Add annotations to a dashboard

  • Latest Dynatrace
  • How-to guide
  • 10-min read
  • Published Mar 20, 2026

Annotations allow you to indicate significant events such as deployments, incidents, or configuration changes on a timeseries chart. This helps you correlate metric behavior with what happened in your environment when troubleshooting or reviewing trends.

Annotations are data-driven, so they stay current as your data changes. You can create an annotation in two ways:

  • DQL query that returns timestamps and associated metadata.
  • Code snippet that returns annotation records.

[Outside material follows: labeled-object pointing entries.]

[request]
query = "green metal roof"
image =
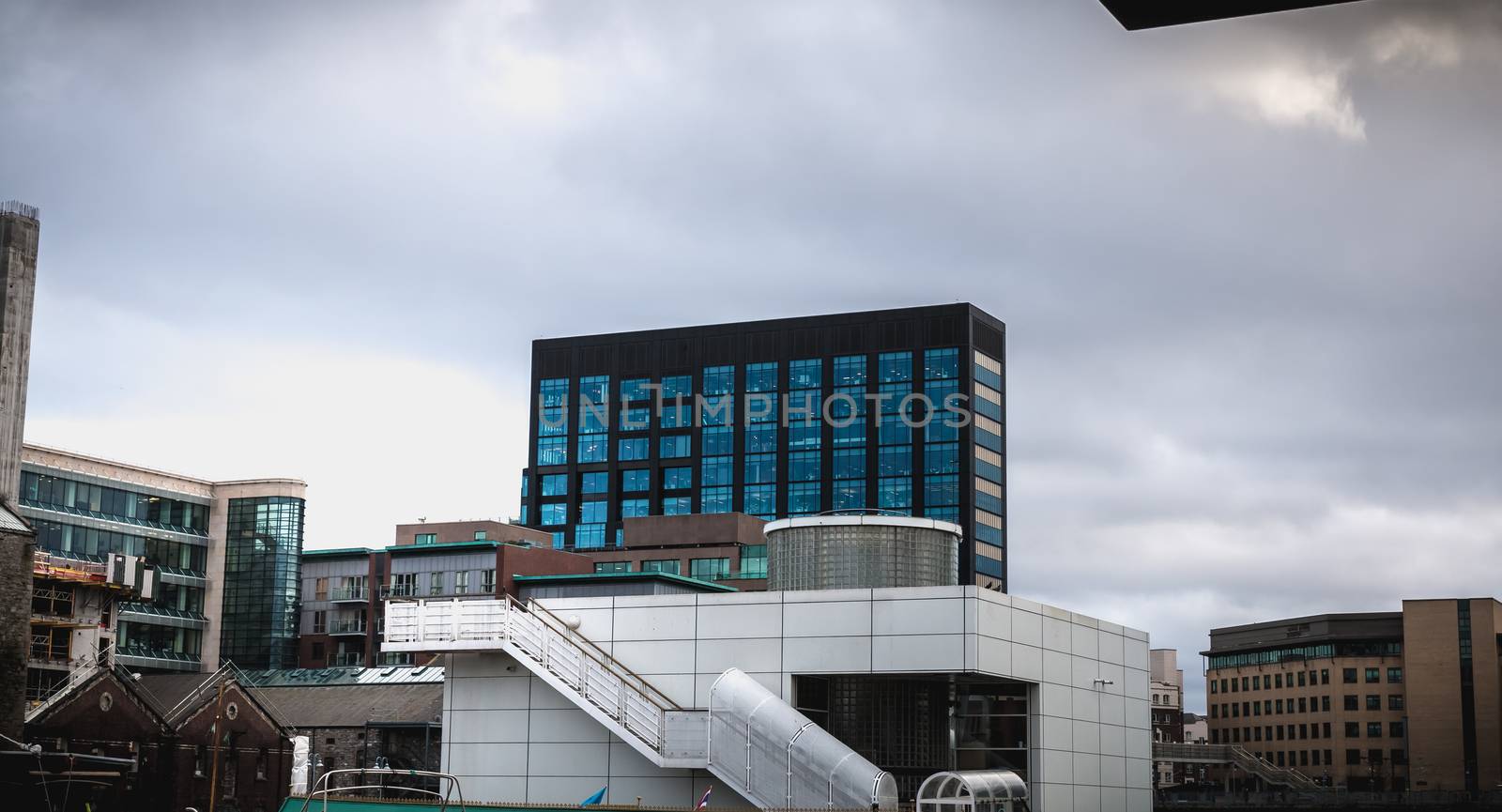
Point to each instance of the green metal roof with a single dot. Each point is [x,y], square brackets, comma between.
[445,545]
[338,551]
[598,576]
[293,804]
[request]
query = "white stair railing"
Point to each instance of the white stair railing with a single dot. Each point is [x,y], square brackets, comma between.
[530,632]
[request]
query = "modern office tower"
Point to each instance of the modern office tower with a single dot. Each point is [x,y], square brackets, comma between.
[1366,701]
[345,590]
[781,418]
[225,556]
[19,233]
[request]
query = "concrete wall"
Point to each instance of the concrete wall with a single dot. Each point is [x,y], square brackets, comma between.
[513,739]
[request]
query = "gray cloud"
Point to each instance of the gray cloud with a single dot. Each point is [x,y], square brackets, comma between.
[1247,268]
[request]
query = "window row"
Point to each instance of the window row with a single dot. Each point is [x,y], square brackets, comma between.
[113,503]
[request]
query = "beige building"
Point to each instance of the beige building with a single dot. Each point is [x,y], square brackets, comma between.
[1367,701]
[225,557]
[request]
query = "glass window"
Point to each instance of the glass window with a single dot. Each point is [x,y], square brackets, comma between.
[595,483]
[896,461]
[717,440]
[715,500]
[851,371]
[593,448]
[636,389]
[760,500]
[804,436]
[943,490]
[941,458]
[849,464]
[710,569]
[753,561]
[894,493]
[803,467]
[762,438]
[636,419]
[894,366]
[636,479]
[673,446]
[849,494]
[678,385]
[593,513]
[590,536]
[762,377]
[720,380]
[805,374]
[803,498]
[943,363]
[760,467]
[717,470]
[552,451]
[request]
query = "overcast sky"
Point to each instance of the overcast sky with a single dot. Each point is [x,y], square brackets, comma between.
[1249,268]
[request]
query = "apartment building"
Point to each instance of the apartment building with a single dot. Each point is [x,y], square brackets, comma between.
[1367,701]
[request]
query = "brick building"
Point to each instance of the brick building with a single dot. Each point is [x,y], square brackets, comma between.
[1367,701]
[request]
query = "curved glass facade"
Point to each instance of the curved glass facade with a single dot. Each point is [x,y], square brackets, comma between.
[262,581]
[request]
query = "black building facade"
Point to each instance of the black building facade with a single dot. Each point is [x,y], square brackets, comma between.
[896,410]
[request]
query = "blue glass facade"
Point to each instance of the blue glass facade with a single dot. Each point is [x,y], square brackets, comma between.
[775,419]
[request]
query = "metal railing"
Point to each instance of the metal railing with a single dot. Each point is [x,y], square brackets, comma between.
[87,666]
[1234,754]
[612,688]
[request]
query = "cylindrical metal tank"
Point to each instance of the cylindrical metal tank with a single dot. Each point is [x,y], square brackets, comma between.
[861,551]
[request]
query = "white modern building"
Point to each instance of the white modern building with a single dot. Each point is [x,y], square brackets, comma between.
[763,696]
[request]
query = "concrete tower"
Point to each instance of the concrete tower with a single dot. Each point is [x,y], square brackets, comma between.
[19,230]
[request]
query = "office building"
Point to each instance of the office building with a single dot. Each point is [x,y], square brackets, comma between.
[1168,711]
[1367,701]
[225,556]
[19,239]
[345,590]
[725,548]
[815,697]
[897,410]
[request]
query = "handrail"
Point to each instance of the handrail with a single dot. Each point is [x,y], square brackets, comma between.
[600,654]
[87,666]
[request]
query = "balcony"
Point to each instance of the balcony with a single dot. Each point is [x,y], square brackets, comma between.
[347,594]
[353,626]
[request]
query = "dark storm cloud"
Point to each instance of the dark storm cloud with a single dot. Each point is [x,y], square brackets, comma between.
[1249,268]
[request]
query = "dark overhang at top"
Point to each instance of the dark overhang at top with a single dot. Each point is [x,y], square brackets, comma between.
[1156,14]
[1306,631]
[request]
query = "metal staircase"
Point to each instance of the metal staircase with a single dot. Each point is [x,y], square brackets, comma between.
[755,729]
[1236,756]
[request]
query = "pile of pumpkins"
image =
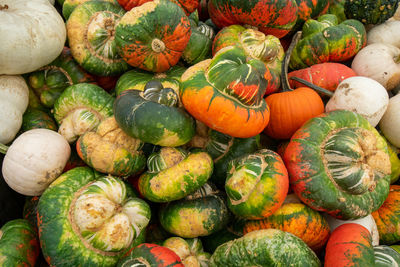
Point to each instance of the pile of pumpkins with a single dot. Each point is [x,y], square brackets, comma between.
[200,133]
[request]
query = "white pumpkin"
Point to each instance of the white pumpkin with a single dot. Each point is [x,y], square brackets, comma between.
[362,95]
[380,62]
[35,159]
[14,99]
[32,34]
[390,122]
[368,222]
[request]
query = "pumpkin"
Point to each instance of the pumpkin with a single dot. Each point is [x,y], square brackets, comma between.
[150,255]
[173,174]
[51,80]
[370,12]
[387,217]
[153,116]
[32,35]
[348,186]
[80,108]
[325,40]
[19,244]
[199,214]
[14,98]
[287,108]
[88,219]
[256,184]
[275,17]
[389,124]
[225,93]
[265,248]
[91,36]
[387,72]
[110,150]
[153,36]
[189,250]
[256,44]
[349,245]
[298,219]
[35,159]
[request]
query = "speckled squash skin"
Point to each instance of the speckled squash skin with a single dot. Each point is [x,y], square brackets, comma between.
[226,93]
[256,184]
[19,245]
[91,36]
[349,245]
[79,215]
[387,217]
[276,17]
[325,40]
[256,44]
[338,163]
[173,174]
[153,36]
[268,247]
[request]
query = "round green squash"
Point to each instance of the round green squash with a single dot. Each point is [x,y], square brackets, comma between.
[173,174]
[338,163]
[200,214]
[91,36]
[86,219]
[152,116]
[19,245]
[269,247]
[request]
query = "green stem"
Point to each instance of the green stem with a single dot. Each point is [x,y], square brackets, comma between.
[313,86]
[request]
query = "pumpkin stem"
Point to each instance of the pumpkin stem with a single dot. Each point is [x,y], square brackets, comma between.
[285,65]
[313,86]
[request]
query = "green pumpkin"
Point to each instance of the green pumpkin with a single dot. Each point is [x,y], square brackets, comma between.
[19,245]
[153,116]
[173,174]
[269,247]
[86,219]
[80,108]
[370,11]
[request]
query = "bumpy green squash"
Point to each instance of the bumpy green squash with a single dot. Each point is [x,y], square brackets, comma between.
[269,247]
[89,220]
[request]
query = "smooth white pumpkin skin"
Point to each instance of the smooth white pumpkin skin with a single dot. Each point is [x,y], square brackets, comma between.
[362,95]
[14,99]
[34,160]
[390,122]
[380,62]
[32,34]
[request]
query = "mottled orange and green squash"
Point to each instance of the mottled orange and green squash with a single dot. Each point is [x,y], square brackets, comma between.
[276,17]
[338,163]
[349,245]
[256,184]
[256,44]
[226,93]
[153,36]
[387,217]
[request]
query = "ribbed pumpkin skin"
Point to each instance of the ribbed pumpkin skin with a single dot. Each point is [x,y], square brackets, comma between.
[349,245]
[256,184]
[324,40]
[153,36]
[298,219]
[19,245]
[225,93]
[269,247]
[327,75]
[336,184]
[276,17]
[387,217]
[90,31]
[266,48]
[150,255]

When you apply an annotation to a chart, the result of the DQL or code are mapped to the chart so you can see what happened and when it happened.

List annotations

The Annotations panel is your starting point for all annotations-related activities on a dashboard.

To list all annotations

  1. Select (Settings) in the upper-right corner of a dashboard to display the dashboard Settings panel.

  2. Select Annotations.

    Optional: Turn on Display global selector on dashboard to display the Annotations controls on your dashboard.

Use annotations

When annotations are defined for your dashboard, you can use them to look for correlations between metric behavior on your timeseries charts and significant events such as deployments, incidents, or configuration changes.

Use the global selector for interactive control of your annotations. This can be useful when, for example, you're troubleshooting an issue and you want to see only problem annotations on your charts. In this case, you could select your problems annotation and hide your other annotations.

Global selector

The global selector is a section of controls labeled Annotations that you can display in the upper-left corner of the dashboard, directly under the dashboard name.

The global selector has two menus:

The menu gives you quick access to common annotation actions.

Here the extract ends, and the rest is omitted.